Monday, October 31, 2016

8 years , I guess is the amount of time until everyone thinks you should be fine.

October 27th, 2016 was 8 years since Loughlin died. For me, it will always be one of those days, but I guess for the rest of the world he has been put on the back burner. The phone calls were 0. Even Harlen wanted to treat it as just another day in paradise. I tried to remind people with a post on Loughlin's page on Facebook, but it felt shallow and like I was trying too hard.

Did you know me before I lost Loughlin? I am nothing like I was, or maybe I am exactly like I was before. I don't remember what I was like. If I was a better person to some, I was a worse person to others. It is relative.
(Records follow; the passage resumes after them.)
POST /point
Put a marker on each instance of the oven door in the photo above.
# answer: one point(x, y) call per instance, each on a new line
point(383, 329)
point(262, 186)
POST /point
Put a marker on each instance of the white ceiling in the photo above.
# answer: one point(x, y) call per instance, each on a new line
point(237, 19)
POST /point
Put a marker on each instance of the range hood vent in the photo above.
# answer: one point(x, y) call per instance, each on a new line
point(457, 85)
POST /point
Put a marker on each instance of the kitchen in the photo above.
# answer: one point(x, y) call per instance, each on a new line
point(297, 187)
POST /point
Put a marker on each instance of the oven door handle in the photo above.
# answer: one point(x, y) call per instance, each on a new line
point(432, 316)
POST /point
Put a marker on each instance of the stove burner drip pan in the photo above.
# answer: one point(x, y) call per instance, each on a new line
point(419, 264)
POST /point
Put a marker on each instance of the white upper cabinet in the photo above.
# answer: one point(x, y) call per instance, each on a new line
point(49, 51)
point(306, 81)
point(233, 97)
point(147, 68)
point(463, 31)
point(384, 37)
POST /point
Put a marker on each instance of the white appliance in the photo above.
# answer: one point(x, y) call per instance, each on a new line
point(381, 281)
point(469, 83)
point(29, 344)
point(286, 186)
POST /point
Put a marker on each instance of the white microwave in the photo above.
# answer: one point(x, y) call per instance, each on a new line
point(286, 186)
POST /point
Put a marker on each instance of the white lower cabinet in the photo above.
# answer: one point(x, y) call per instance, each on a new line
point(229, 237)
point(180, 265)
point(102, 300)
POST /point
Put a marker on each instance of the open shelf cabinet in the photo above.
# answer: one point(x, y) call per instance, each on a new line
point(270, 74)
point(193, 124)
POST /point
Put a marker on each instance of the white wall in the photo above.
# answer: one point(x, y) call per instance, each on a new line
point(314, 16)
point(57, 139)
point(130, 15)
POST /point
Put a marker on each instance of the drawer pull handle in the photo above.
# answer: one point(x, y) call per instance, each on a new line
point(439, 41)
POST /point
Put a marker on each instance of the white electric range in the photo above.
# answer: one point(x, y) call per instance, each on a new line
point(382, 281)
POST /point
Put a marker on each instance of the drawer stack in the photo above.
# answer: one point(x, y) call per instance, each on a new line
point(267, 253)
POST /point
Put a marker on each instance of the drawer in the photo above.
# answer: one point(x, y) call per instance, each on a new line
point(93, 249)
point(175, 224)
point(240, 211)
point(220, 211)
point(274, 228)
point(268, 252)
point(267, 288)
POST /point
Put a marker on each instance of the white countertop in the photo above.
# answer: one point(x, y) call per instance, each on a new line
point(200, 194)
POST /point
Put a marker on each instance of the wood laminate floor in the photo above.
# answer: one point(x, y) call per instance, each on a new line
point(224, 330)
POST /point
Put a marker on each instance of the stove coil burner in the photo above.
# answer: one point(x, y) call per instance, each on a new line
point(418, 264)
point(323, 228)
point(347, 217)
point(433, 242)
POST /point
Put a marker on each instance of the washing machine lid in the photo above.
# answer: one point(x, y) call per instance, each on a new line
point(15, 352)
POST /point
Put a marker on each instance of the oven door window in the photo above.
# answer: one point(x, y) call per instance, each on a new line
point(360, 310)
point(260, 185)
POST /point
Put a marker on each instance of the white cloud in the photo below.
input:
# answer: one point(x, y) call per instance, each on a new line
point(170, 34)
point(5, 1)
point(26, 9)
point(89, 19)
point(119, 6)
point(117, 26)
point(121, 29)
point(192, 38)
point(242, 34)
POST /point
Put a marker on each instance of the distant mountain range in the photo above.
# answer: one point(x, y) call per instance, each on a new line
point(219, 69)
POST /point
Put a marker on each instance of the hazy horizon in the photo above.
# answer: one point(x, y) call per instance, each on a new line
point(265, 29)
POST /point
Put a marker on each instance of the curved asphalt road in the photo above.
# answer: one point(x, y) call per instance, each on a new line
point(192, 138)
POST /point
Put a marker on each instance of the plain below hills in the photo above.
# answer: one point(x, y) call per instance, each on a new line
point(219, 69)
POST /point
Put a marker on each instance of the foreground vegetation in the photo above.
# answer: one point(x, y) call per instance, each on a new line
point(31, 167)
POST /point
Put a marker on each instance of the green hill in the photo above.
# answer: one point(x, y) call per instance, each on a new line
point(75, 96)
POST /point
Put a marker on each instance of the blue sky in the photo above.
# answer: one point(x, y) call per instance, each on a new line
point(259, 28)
You might have forgot my son, but I haven't. You see part of my heart will be forever dead, black, empty. My soul is crying out, yet no one is listening. I have sang my song of misery for too long. I have used all of the empathy allowed in this world. I should sink into the darkness of the water where you do not have to acknowledge my pain anymore, but that wouldn't be me. Why do you feel you don't have to be a little uncomfortable around me twice a year when I am in agony every single day? You run. You hide. You ignore, but I am like that smell you can't get out of your freezer. I will always be here to remind you.

Today is Halloween. It used to be our family's favorite. We used to dress up together. It used to be so much fun, but now all I remember is the wreck and being in a hospital and someone taking my kids trick-or-treating for me. WOW 8 years might be enough for everyone else but it isn't even close for me.